SERGIO ROMANO — Lei ha ragione: gli europei avevano l’obbligo e anche l’interesse di sollecitare un riesame critico della Nato dopo gli eventi del 1989. Nella prima metà degli anni Novanta gli americani del resto erano incerti sull’argomento, poi prevalse l’idea di mantenere le basi militari in Europa sotto l’ombrello della Nato. E noi abbiamo lasciato fare. Del resto l’Ue è stata incapace di affrontare la crisi jugoslava e ha affidato una delega sui Balcani agli Stati Uniti, che se ne sono serviti per vincere, piegando la Serbia, quella che di fatto è stata una guerra contro la Russia. Pensiamo anche alla Georgia: quando nel 2008, in un vertice a Bucarest, George Bush figlio propose l’ingresso di quel Paese e dell’Ucraina nella Nato, Angela Merkel avanzò delle obiezioni, ma non si oppose risolutamente come avrebbe dovuto. Così gli Stati Uniti andarono avanti, tant’è vero che in Georgia, quando scoppiò il conflitto con l’Ossezia, c’erano 800 istruttori militari americani. Mettetevi nei panni di chi stava al Cremlino. Bisognava essere dei santi per non intervenire.

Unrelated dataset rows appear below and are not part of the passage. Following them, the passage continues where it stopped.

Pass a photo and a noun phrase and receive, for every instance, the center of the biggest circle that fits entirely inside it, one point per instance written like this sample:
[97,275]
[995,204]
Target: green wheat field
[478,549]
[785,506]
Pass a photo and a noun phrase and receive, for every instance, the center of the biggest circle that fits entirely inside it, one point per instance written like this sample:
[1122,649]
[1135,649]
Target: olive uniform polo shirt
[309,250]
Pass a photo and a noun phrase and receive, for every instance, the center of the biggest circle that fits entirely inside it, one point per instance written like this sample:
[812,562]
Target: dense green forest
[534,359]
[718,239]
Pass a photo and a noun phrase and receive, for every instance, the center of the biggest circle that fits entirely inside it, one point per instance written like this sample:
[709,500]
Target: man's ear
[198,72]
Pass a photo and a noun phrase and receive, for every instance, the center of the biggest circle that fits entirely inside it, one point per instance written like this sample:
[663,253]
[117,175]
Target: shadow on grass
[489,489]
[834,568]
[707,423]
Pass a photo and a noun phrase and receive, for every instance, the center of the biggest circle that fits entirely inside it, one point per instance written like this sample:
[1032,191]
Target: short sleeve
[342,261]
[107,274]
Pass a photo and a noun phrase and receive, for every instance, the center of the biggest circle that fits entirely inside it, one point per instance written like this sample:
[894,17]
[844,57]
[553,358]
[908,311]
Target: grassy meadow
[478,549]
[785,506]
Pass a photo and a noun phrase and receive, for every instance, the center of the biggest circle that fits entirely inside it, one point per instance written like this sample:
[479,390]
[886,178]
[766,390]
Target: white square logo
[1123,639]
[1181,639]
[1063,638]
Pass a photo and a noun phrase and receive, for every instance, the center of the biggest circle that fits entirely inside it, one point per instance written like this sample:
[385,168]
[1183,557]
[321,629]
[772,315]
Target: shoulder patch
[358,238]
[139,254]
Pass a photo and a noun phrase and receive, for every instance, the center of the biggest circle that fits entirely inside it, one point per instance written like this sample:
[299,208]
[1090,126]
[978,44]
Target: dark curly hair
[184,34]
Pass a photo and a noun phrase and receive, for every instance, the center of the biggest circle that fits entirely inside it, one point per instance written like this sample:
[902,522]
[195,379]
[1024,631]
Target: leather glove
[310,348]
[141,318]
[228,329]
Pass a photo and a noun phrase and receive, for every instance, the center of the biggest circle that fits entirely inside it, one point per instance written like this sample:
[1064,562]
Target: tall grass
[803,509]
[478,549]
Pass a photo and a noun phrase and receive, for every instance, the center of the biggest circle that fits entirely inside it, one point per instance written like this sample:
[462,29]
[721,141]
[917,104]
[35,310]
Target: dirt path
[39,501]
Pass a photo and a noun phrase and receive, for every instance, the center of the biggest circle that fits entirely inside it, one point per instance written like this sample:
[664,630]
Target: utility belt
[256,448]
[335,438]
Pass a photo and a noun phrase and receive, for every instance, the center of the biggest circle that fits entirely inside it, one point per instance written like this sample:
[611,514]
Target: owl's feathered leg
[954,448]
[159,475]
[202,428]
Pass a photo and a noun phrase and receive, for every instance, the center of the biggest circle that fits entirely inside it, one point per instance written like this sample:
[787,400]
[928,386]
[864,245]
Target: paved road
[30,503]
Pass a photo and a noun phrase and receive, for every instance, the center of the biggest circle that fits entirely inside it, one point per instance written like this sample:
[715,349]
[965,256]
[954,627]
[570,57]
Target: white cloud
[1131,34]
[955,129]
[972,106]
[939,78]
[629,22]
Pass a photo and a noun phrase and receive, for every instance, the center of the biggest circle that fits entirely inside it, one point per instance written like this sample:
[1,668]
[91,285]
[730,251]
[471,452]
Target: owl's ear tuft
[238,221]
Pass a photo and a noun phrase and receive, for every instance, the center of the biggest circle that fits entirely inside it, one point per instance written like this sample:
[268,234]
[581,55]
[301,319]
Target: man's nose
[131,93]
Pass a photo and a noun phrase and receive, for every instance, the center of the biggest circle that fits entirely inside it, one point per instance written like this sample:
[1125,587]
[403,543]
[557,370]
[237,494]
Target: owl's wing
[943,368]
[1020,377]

MARCELLO FLORES — Tutto ciò vale in un’ottica di potenza tipica della guerra fredda. Ma c’è anche un principio di autodeterminazione dei popoli, ci sono le norme del diritto internazionale. Nel momento in cui le ex repubbliche sovietiche sono diventate Stati indipendenti, è una forzatura da parte di Mosca pretendere di continuare a tenerle sotto tutela. Se il comportamento dei russi in Georgia e Ucraina è spiegabile, ciò non significa che si debba giustificarlo. Penso a questioni come la discriminazione verso i tartari, nella Crimea tornata sotto il controllo di Mosca, che non possono essere passate sotto silenzio. È giusto cercare soluzioni diplomatiche, ma va anche condannato il disprezzo delle regole internazionali da parte di Putin.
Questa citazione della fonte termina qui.